A University of Hawaiʻi at Mānoa researcher is working on cutting-edge technology that could lead to advancements in synthetic living matter (for example, artificial cells and growing proteins on demand), bottom-up materials design (for example, nanotechnology and photonic crystals) and more.
College of Engineering (COE) Assistant Professor Chrisy Xiyu Du, and a team of researchers from Harvard University, Google and OpenAI created a new computational toolbox to design materials that are easy to work with but still able to create complex functional materials.
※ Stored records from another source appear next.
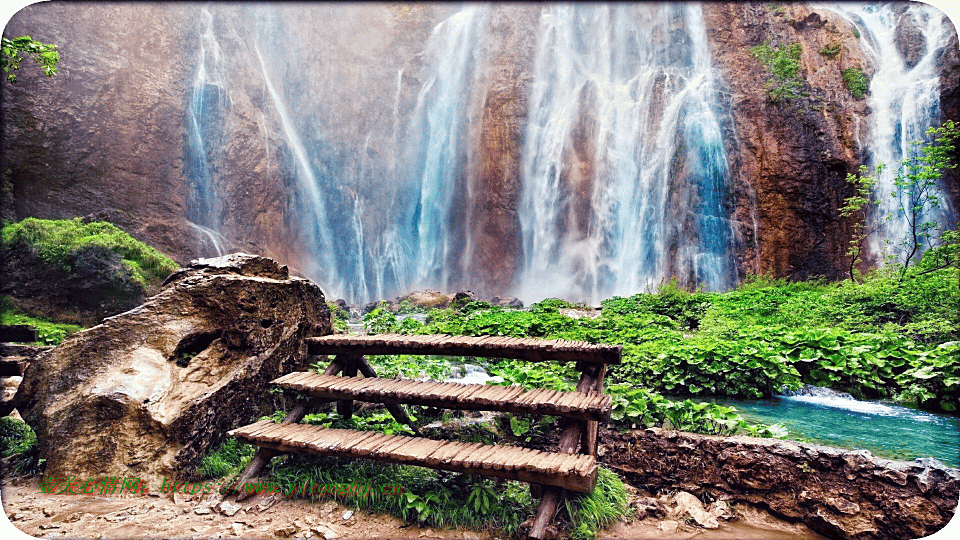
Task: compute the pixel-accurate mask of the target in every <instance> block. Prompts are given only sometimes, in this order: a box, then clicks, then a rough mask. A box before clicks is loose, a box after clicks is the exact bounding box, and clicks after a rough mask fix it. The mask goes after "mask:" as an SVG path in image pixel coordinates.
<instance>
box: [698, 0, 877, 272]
mask: <svg viewBox="0 0 960 540" xmlns="http://www.w3.org/2000/svg"><path fill="white" fill-rule="evenodd" d="M704 18H705V19H706V24H707V29H708V30H707V35H708V37H709V39H710V41H711V45H712V50H713V51H714V54H715V57H716V60H717V64H718V66H719V67H720V69H721V70H722V71H723V72H724V75H725V77H726V80H727V82H728V84H729V85H730V92H731V95H730V103H731V105H732V114H733V117H734V124H735V134H734V137H735V138H734V139H733V140H734V141H735V143H734V144H735V146H736V147H735V148H731V150H730V155H732V156H734V160H735V164H736V166H735V172H734V174H733V178H732V180H733V182H732V184H733V189H734V192H735V193H736V197H737V199H738V204H737V210H736V214H735V215H736V219H737V221H739V222H740V223H741V224H742V226H741V231H742V234H743V237H744V242H743V259H742V261H741V268H742V269H743V271H744V272H750V273H772V274H773V275H775V276H778V277H784V276H792V277H795V278H800V279H803V278H808V277H811V276H825V277H828V278H833V279H835V278H839V277H842V274H843V264H844V260H845V255H844V253H845V252H846V247H847V239H848V236H847V235H848V234H849V232H848V230H847V226H848V224H847V223H845V222H844V221H843V220H842V219H841V218H840V216H839V212H838V209H839V207H840V206H842V202H843V199H844V198H845V197H848V196H850V195H851V194H852V190H851V188H850V186H849V185H848V184H847V182H846V175H847V173H852V172H856V171H857V169H858V167H859V165H860V164H861V163H863V159H864V156H863V153H862V148H861V147H860V146H859V145H858V142H857V141H858V140H861V139H863V138H864V137H865V136H866V134H865V133H862V129H858V126H859V125H861V124H863V125H865V124H866V123H865V122H863V118H864V117H865V116H866V114H867V106H866V102H865V101H864V100H862V99H861V100H856V99H854V98H853V97H852V96H851V94H850V92H849V91H848V90H847V89H846V88H845V87H844V84H843V80H842V78H841V72H842V70H843V69H845V68H847V67H850V66H860V67H865V66H866V65H867V63H866V61H865V59H864V58H863V53H862V52H861V50H860V48H859V46H858V44H857V39H856V37H855V35H854V31H853V29H852V28H851V27H850V25H849V24H848V23H847V22H846V21H844V20H843V19H841V18H840V17H838V16H836V15H834V14H832V13H830V12H817V13H814V12H811V11H810V9H809V8H808V7H806V6H804V5H791V4H786V5H782V6H780V7H779V8H776V9H775V8H773V7H771V5H770V4H761V3H757V4H751V3H709V4H705V5H704ZM764 42H767V43H769V44H770V45H771V47H786V46H789V45H790V44H793V43H799V44H800V45H801V47H802V53H801V56H800V77H801V79H802V80H803V83H802V86H801V92H802V93H803V96H802V97H797V98H794V99H781V100H776V101H775V100H773V99H771V98H770V96H769V94H768V91H767V87H768V86H769V85H776V84H777V83H776V82H771V81H774V80H775V78H774V77H773V75H771V74H770V73H769V72H768V71H767V69H766V68H765V67H763V66H762V65H761V64H760V62H758V61H757V60H756V59H755V58H754V57H753V56H752V55H751V48H753V47H755V46H757V45H760V44H762V43H764ZM830 45H834V46H839V47H840V52H839V53H838V54H837V55H836V56H835V57H832V58H831V57H826V56H824V55H822V54H820V53H819V52H818V51H820V50H821V49H823V48H824V47H828V46H830Z"/></svg>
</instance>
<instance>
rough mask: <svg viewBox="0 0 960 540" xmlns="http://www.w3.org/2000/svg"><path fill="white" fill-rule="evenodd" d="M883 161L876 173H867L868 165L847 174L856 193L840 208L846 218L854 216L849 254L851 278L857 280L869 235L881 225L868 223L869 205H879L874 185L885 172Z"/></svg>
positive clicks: (840, 214)
mask: <svg viewBox="0 0 960 540" xmlns="http://www.w3.org/2000/svg"><path fill="white" fill-rule="evenodd" d="M883 169H884V165H883V163H881V164H879V165H877V170H876V173H875V174H867V172H868V169H867V166H866V165H861V166H860V174H859V175H856V174H850V173H848V174H847V182H850V183H851V184H853V187H854V189H855V190H856V194H854V195H853V196H851V197H847V198H846V199H844V201H843V203H844V206H842V207H841V208H840V215H841V216H842V217H845V218H849V217H852V218H854V222H853V232H852V233H851V235H850V245H849V247H848V248H847V255H848V256H849V257H850V268H849V272H850V280H851V281H857V276H858V275H859V273H860V272H859V270H858V269H857V266H859V265H860V262H861V261H862V260H863V248H864V244H865V243H866V241H867V237H868V236H870V235H871V234H873V233H874V232H876V230H877V229H879V228H880V225H878V224H874V225H872V226H869V227H868V225H867V209H868V208H869V206H868V205H873V206H877V205H879V204H880V200H879V199H877V198H876V197H874V196H873V187H874V186H875V185H877V176H879V175H880V174H882V173H883Z"/></svg>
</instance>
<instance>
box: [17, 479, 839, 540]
mask: <svg viewBox="0 0 960 540" xmlns="http://www.w3.org/2000/svg"><path fill="white" fill-rule="evenodd" d="M0 493H2V500H3V510H4V514H6V516H7V517H8V518H9V519H10V521H11V522H12V525H9V524H3V523H0V536H2V537H4V538H7V535H6V534H4V532H6V530H7V529H6V527H3V526H2V525H7V527H11V526H13V527H16V528H17V529H19V530H20V531H23V532H25V533H27V534H29V535H31V536H34V537H37V538H85V539H114V538H117V539H120V538H124V539H125V538H143V539H152V538H171V539H173V538H176V539H180V538H183V539H187V538H190V539H194V538H197V539H210V538H250V539H254V538H315V539H320V538H326V540H332V539H334V538H343V539H347V538H355V539H358V540H367V539H373V538H392V539H398V540H412V539H417V540H419V539H431V538H437V539H491V540H492V539H494V538H500V537H498V536H497V535H495V534H491V533H489V532H483V531H464V530H459V529H449V528H448V529H440V530H435V529H431V528H426V527H423V528H421V527H418V526H416V525H410V526H404V523H403V522H402V521H400V520H398V519H396V518H393V517H390V516H385V515H379V514H367V513H365V512H362V511H358V512H353V513H351V512H350V510H351V509H350V508H348V507H344V506H341V505H338V504H336V503H334V502H331V501H320V502H309V501H304V500H297V499H289V498H282V497H279V496H268V495H257V496H255V497H253V498H251V499H248V500H246V501H243V502H242V503H240V504H239V505H238V506H239V507H233V506H231V502H230V501H227V503H226V504H222V505H218V504H217V503H218V502H219V499H210V498H201V497H199V496H197V497H194V498H190V497H185V496H181V495H180V494H177V495H175V496H174V498H171V496H170V495H162V496H161V495H160V494H152V495H140V496H125V497H122V498H121V497H107V496H95V495H55V494H46V493H43V492H42V491H41V490H40V480H39V478H26V479H12V480H8V481H7V482H6V485H4V486H3V487H2V490H0ZM736 510H737V512H738V514H739V515H740V519H739V520H736V521H729V522H723V523H722V524H721V526H720V528H719V529H713V530H706V529H701V528H697V527H694V526H691V525H689V524H686V523H684V522H682V521H680V520H677V519H664V520H656V519H651V518H648V519H645V520H643V521H637V520H634V521H632V522H623V523H618V524H616V525H614V526H613V527H611V528H610V529H608V530H607V531H604V532H603V533H602V534H601V536H600V538H605V539H634V538H655V539H662V540H671V539H688V538H697V539H701V538H715V539H734V538H740V539H766V538H778V539H794V540H813V539H819V538H821V537H820V536H818V535H816V534H814V533H812V532H810V530H809V529H807V528H806V527H805V526H802V525H794V524H789V523H786V522H783V521H780V520H777V519H774V518H772V517H770V516H769V515H766V514H763V513H762V512H759V511H757V510H753V509H750V508H737V509H736ZM0 519H2V518H0ZM11 532H12V531H11Z"/></svg>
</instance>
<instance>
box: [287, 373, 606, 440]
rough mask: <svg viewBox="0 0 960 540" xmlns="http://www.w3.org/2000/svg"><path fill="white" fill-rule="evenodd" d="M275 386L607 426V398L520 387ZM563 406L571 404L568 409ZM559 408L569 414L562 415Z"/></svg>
mask: <svg viewBox="0 0 960 540" xmlns="http://www.w3.org/2000/svg"><path fill="white" fill-rule="evenodd" d="M329 381H333V382H329ZM278 386H280V387H281V388H288V389H294V388H295V389H297V390H298V391H299V392H300V393H301V394H305V395H308V396H311V397H313V398H318V399H337V400H344V399H350V400H357V401H369V402H374V403H386V404H387V405H388V409H389V408H391V407H394V408H398V409H399V408H400V405H399V404H398V403H401V402H402V403H407V404H411V405H423V406H426V407H438V408H442V409H462V410H488V411H499V412H511V413H517V414H546V415H552V416H565V417H568V418H577V419H581V420H594V421H605V420H606V419H607V418H609V415H610V402H609V399H608V397H605V396H604V395H602V394H593V395H590V394H584V393H570V392H566V393H564V392H559V391H555V390H549V389H545V388H535V389H533V390H529V391H527V390H523V389H522V388H521V387H519V386H512V387H500V386H493V385H473V384H461V383H442V382H420V381H413V380H409V379H404V380H396V379H378V380H377V381H366V380H363V379H359V380H356V381H351V382H349V383H347V382H344V378H343V377H325V378H324V377H321V376H313V377H312V378H310V379H307V380H304V381H303V384H299V385H296V386H290V385H288V384H286V383H282V384H280V385H278ZM571 394H572V395H571ZM567 403H569V405H566V404H567ZM391 404H393V405H391ZM563 407H566V409H567V410H563ZM400 410H402V409H400ZM391 412H393V411H391ZM403 414H405V413H403ZM394 416H395V417H396V416H397V415H396V414H395V415H394ZM406 418H409V417H408V416H407V417H406ZM397 421H398V422H401V423H404V424H407V425H411V428H412V427H413V426H412V422H410V423H408V422H407V421H403V420H401V419H400V418H398V419H397Z"/></svg>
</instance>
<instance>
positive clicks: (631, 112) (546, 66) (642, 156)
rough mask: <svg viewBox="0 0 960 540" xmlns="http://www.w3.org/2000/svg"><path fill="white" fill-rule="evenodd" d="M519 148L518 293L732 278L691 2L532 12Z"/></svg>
mask: <svg viewBox="0 0 960 540" xmlns="http://www.w3.org/2000/svg"><path fill="white" fill-rule="evenodd" d="M538 36H539V37H538V40H539V41H538V43H537V53H536V54H537V56H536V60H535V65H534V74H533V85H532V92H531V97H530V100H529V103H530V110H529V116H528V122H527V127H526V140H525V147H524V155H523V194H522V208H521V214H520V216H521V225H522V230H523V248H524V254H525V255H524V256H525V260H524V270H523V275H522V276H521V284H520V296H521V297H522V298H523V299H524V301H528V302H529V301H530V300H537V299H540V298H543V297H545V296H554V295H555V296H562V297H565V298H571V297H578V298H577V299H581V300H586V301H591V302H594V303H595V302H598V301H599V300H600V299H602V298H606V297H608V296H611V295H615V294H616V295H628V294H633V293H636V292H640V291H643V290H651V289H654V288H655V287H656V286H657V285H658V284H659V283H660V282H661V281H663V280H665V279H669V278H670V277H671V276H677V277H678V278H680V279H681V280H682V281H683V282H684V283H688V284H698V285H703V286H704V287H706V288H708V289H719V288H722V287H725V286H727V285H729V284H730V283H731V281H732V276H731V272H732V270H731V268H730V263H729V262H728V260H729V255H728V253H727V252H728V251H729V244H730V241H731V238H732V232H731V227H730V224H729V222H728V220H727V219H726V216H727V212H726V211H725V209H724V205H725V200H724V196H723V189H724V182H725V179H726V176H727V160H726V156H725V155H724V151H723V144H722V138H721V129H720V124H721V116H722V111H721V109H720V107H719V105H718V100H717V86H718V84H717V74H716V72H715V70H714V69H713V68H712V67H711V63H710V55H709V51H708V49H707V45H706V33H705V30H704V23H703V16H702V12H701V10H700V7H699V6H698V5H693V4H686V5H665V4H659V5H655V4H639V5H632V6H631V5H618V6H603V5H569V4H564V5H557V6H552V7H549V8H545V10H544V12H543V13H542V15H541V20H540V28H539V34H538Z"/></svg>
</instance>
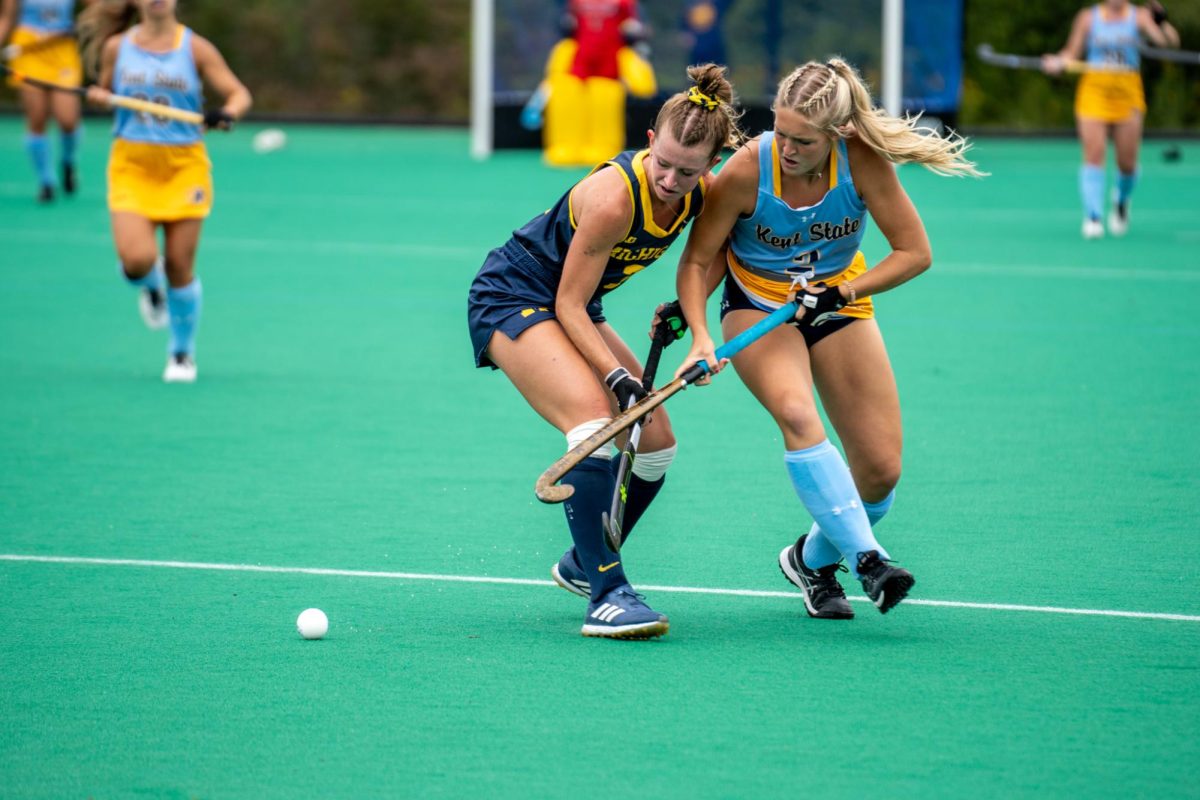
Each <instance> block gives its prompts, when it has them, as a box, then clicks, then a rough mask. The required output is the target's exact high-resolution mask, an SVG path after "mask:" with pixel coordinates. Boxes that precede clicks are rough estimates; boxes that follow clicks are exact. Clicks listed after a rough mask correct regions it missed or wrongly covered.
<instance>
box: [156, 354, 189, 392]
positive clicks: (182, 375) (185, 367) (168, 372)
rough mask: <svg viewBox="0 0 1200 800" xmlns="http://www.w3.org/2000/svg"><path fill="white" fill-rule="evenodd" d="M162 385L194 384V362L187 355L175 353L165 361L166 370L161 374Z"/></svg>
mask: <svg viewBox="0 0 1200 800" xmlns="http://www.w3.org/2000/svg"><path fill="white" fill-rule="evenodd" d="M162 379H163V383H168V384H194V383H196V361H194V360H193V359H192V356H191V355H188V354H187V353H175V354H173V355H172V356H170V357H169V359H167V368H166V369H163V373H162Z"/></svg>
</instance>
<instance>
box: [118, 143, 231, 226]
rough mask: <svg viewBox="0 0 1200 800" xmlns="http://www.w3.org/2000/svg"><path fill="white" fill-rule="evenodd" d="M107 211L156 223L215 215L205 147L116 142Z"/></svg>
mask: <svg viewBox="0 0 1200 800" xmlns="http://www.w3.org/2000/svg"><path fill="white" fill-rule="evenodd" d="M108 210H109V211H130V212H132V213H137V215H139V216H143V217H146V218H148V219H151V221H152V222H175V221H178V219H203V218H204V217H206V216H209V211H211V210H212V163H211V162H210V161H209V154H208V150H205V148H204V143H203V142H194V143H192V144H182V145H172V144H148V143H144V142H126V140H125V139H116V140H115V142H113V150H112V151H110V154H109V157H108Z"/></svg>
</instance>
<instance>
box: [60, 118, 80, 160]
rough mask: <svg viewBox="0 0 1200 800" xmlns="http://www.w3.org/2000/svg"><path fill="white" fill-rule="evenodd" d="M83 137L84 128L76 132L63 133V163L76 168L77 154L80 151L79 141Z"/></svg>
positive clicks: (75, 130) (62, 132)
mask: <svg viewBox="0 0 1200 800" xmlns="http://www.w3.org/2000/svg"><path fill="white" fill-rule="evenodd" d="M82 136H83V126H80V127H77V128H76V130H74V131H71V132H67V131H62V136H61V137H59V143H60V144H61V145H62V163H64V164H71V166H72V167H74V162H76V152H77V151H78V150H79V139H80V137H82Z"/></svg>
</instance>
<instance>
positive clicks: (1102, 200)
mask: <svg viewBox="0 0 1200 800" xmlns="http://www.w3.org/2000/svg"><path fill="white" fill-rule="evenodd" d="M1079 197H1080V198H1081V199H1082V200H1084V213H1086V215H1087V218H1088V219H1099V218H1100V217H1102V216H1104V167H1097V166H1093V164H1084V166H1082V167H1080V168H1079Z"/></svg>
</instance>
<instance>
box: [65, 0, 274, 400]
mask: <svg viewBox="0 0 1200 800" xmlns="http://www.w3.org/2000/svg"><path fill="white" fill-rule="evenodd" d="M136 18H140V22H139V24H137V25H134V26H133V28H130V25H132V24H133V22H134V19H136ZM79 35H80V40H82V41H83V42H84V56H85V61H86V62H88V65H89V66H91V67H94V68H95V67H96V66H97V65H98V72H100V80H98V86H92V88H91V89H89V91H88V100H89V102H94V103H97V104H101V106H103V104H106V101H107V98H108V97H109V96H110V92H112V94H116V95H122V96H131V97H137V98H142V100H149V101H151V102H155V103H158V104H164V106H170V107H172V108H174V109H182V110H187V112H194V113H196V114H197V118H196V119H200V116H199V113H200V110H202V107H203V100H204V97H203V92H202V88H203V84H208V85H210V86H211V88H212V89H215V90H216V92H217V94H218V95H220V96H221V97H222V98H223V101H224V102H223V104H222V106H221V107H220V108H215V109H210V110H209V112H206V113H205V114H204V115H203V125H197V124H191V122H180V121H176V120H168V119H163V118H160V116H154V115H152V114H143V113H139V112H130V110H126V109H119V110H118V112H116V121H115V124H114V126H113V138H114V140H113V149H112V152H110V154H109V160H108V210H109V212H110V216H112V223H113V240H114V241H115V243H116V255H118V258H119V259H120V261H121V271H122V272H124V275H125V277H126V279H128V282H130V283H131V284H133V285H134V287H137V288H138V289H139V296H138V300H139V305H140V309H142V317H143V320H144V321H145V324H146V325H148V326H149V327H151V329H160V327H163V326H169V329H170V330H169V333H170V336H169V339H168V344H167V367H166V369H164V371H163V375H162V379H163V380H164V381H167V383H193V381H194V380H196V373H197V369H196V330H197V326H198V325H199V321H200V299H202V293H200V282H199V279H198V278H197V277H196V249H197V247H198V246H199V240H200V227H202V225H203V223H204V218H205V217H208V216H209V211H210V210H211V209H212V172H211V170H212V166H211V163H210V162H209V156H208V151H206V149H205V146H204V131H205V130H211V128H218V130H224V131H228V130H229V127H230V125H232V124H233V121H234V120H236V119H239V118H240V116H241V115H242V114H245V113H246V112H247V110H248V109H250V103H251V97H250V91H248V90H247V89H246V86H244V85H242V83H241V82H240V80H239V79H238V77H236V76H235V74H234V73H233V71H230V70H229V67H228V65H226V61H224V59H223V58H222V56H221V53H220V52H217V49H216V48H215V47H214V46H212V43H211V42H209V41H208V40H204V38H202V37H199V36H197V35H194V34H193V32H192V31H191V29H188V28H185V26H184V25H181V24H180V23H179V20H178V19H176V18H175V0H137V1H136V2H133V1H128V2H124V1H121V0H115V1H114V0H103V2H98V4H97V5H94V6H91V7H90V8H88V10H86V11H84V13H83V14H80V17H79ZM160 227H161V228H162V230H163V241H164V252H163V258H160V257H158V242H157V239H156V230H157V228H160ZM164 272H166V275H164Z"/></svg>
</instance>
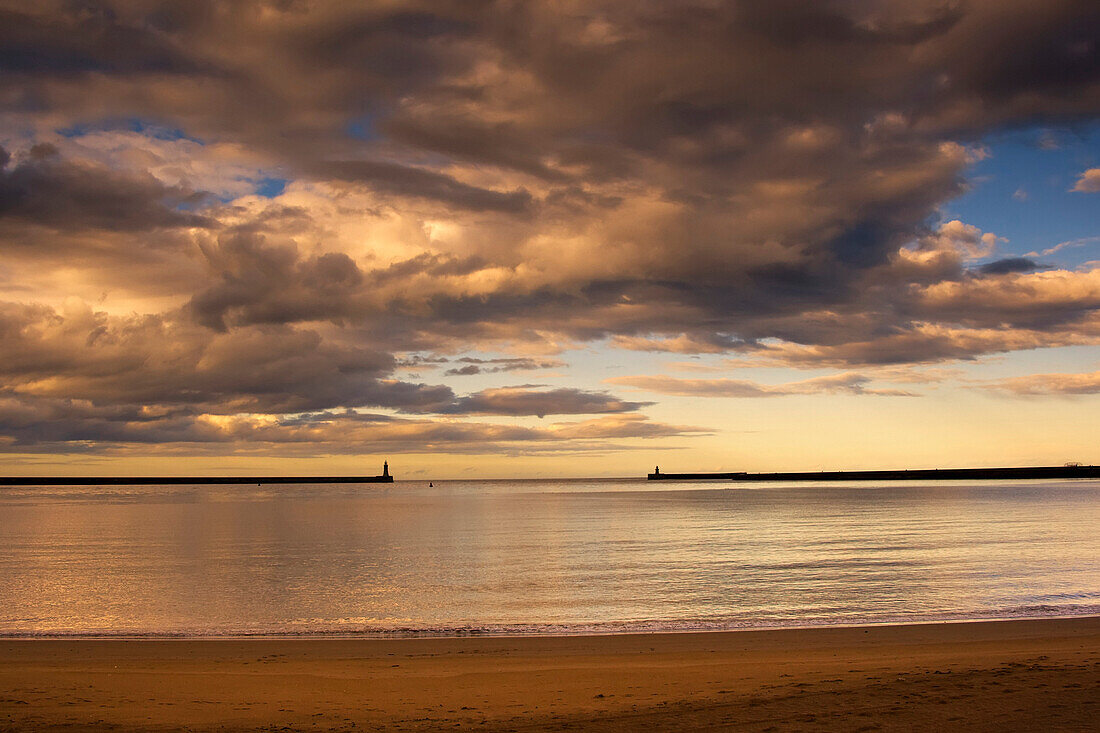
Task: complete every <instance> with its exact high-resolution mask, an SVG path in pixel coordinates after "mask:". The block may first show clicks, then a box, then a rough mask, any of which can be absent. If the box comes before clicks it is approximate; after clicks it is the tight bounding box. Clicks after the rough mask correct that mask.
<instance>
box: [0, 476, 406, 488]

“With our new model, we can design materials that have very specific and useful properties, making them ideal for cutting-edge technologies,” said Du, of the COE Department of Mechanical Engineering. “This could lead to advancements in areas like medical implants, environmental cleanup and high-tech electronics.”
Complex functional materials have specific properties or abilities, such as conducting electricity, changing shape or healing themselves. Du and her team are working on ways to design these materials quickly and accurately.
The model uses small, simple building blocks called patchy particles, which are made up of tiny spheres modeled as rigid bodies. These tiny spheres can interact with each other in specific ways (using patches that stick together). This method strikes a balance between simplicity and complexity, enabling the design of materials with rich, functional properties that were previously challenging to achieve.
The research findings were published in Proceedings of the National Academy of Sciences in June 2024.